Pour être exact , les maths ne sont ni réelles ni irréelles .
Ca reste purement indécidable .
a écrit :j'minterroge a dit : Tu trouves ça drôle. Pendant ce temps, des milliers de mathématiciens, de logiciens, d'informaticiens utilisent ces "moulins à vent"
Les mathématiciens ne supposent pas que les maths soient irréelles .
C'est toi qui postule ça .
a écrit :j'minterroge a dit : Traduction : "Je n'ai pas de réponse, alors je rigole."C'est la première réponse honnête que tu fais depuis le début. Tu admets, par ta dérision, que tu es incapable de répondre à l'objection. Tu préfères te moquer plutôt que d'avouer que ta position est intenable.
Ben non , il est impossible de décider qu'une convention soit réelle ou irréelle .Ca n'a même aucun sens de statuer là dessus . Comment veux tu que je ne finisse pas par en rire ? Pour toi , on doit toujours trancher dans un sens ou dans l'autre . Mais tu n'as pas encore compris qu'il existe des cas intermédiaires ? Justement , une convention c'est un cas intermédiaire .

Re: Quand je dis que j'ai toujours raison..

Posté : 18 mars26, 05:19
par ronronladouceur
vic a écrit : 18 mars26, 02:43Non , c'est pour ça que je suis parfaitement serein , je ne m'attache à rien de spécial , ni à gagner ni à perdre .
C'est du reste sans doute la meilleure position pour rester le plus objectif à l'arrivée .
En revanche toi tu es sur un sujet où tu es entrain de défendre que tu as toujours raison .
L'enjeu est donc de ton coté , pas du mien .
Ça me fait penser à un truc que je lisais ce matin : ''Mais la logique est par nature subjective, pas de λoγoς ´ sans sujet : la prétendue logique objective n’est rien d’autre qu’un délire schizophrène.' (Jean-Yves Girard) - Évidemment ici, on est un peu extrême, comme quoi, ça demeure de la rhétorique...

La logique formelle peut bien arriver à déterminer du vrai, mais elle est limitée à certains domaines. Cela signifie entre autres qu'elle ne peut toucher un vaste champ de contenus du langage naturel qui, évidemment lui aussi, a sa propre logique... C'est pourquoi l'intuition logique peut percevoir des contradictions, sophismes, biais, etc. sans faire appel à la logique formelle...

Un autre aspect à souligner, malgré peut-être la limite intrinsèque au langage en soi, c'est que le langage naturel trouve une richesse certaine dans le fait de pouvoir signifier des nuances, subtilités, implicites, sans parler de beautés liées par exemple au langage poétique, à l'art, etc.
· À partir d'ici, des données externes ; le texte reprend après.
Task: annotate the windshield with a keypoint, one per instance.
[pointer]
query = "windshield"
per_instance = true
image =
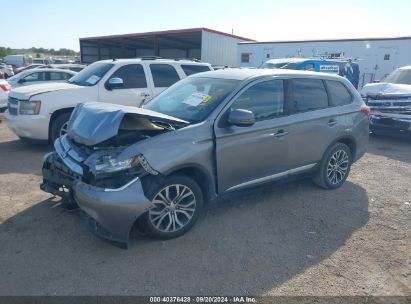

En outre, je dirais qu'aucune logique ne peut se passer des inférences (les connecteurs logiques en sont une forme)...

Quant à l'incomplétude qui serait intrinsèque au discours, même si on ne peut arriver à l'exhaustivité, on n'a pas besoin de le faire puisque, par exemple, la compréhension mutuelle peut à elle-même être suffisante... Le litige signifiant ici qu'on n'est simplement pas arrivé au dernier mot d'un enjeu et que la discussion est toujours ouverte...

Ce qui est tout de même à signaler, c'est que l'incomplétude, dont il est question ici, a trait au cadre de tout système formel auquel appartient par définition et identité la logique formelle elle-même... Et dire que ça n'a rien à voir avec Gödel relève de l'affirmation ou de la négation gratuite... Ceci dit, je n'affirme pas nécessairement, mais je fais un lien...

On ne peut en sortir...

Re: Quand je dis que j'ai toujours raison..

Posté : 18 mars26, 05:41
par vic
En tous cas quand je mesure quelque chose , j'utilise un mètre , la convention de mesure n'est jamais totalement désincarnée, les maths ne sont jamais complètement désincarnées .Ce qu’on appelle “mesurer” est déjà une interaction entre théorie et monde.

je ne comprends pas l'obstination de j'minteroge à nous expliquer que les mathématiques sont les contraire de la réalité physique ou de l'incarnation ou du monde .

Une convention n’est jamais totalement abstraite : elle est toujours incarnée dans des instruments et des pratiques. Quand je mesure avec un mètre, je mobilise une structure mathématique qui agit dans le monde. Les maths ne sont peut-être pas des objets physiques, mais elles ne sont pas non plus séparées du réel.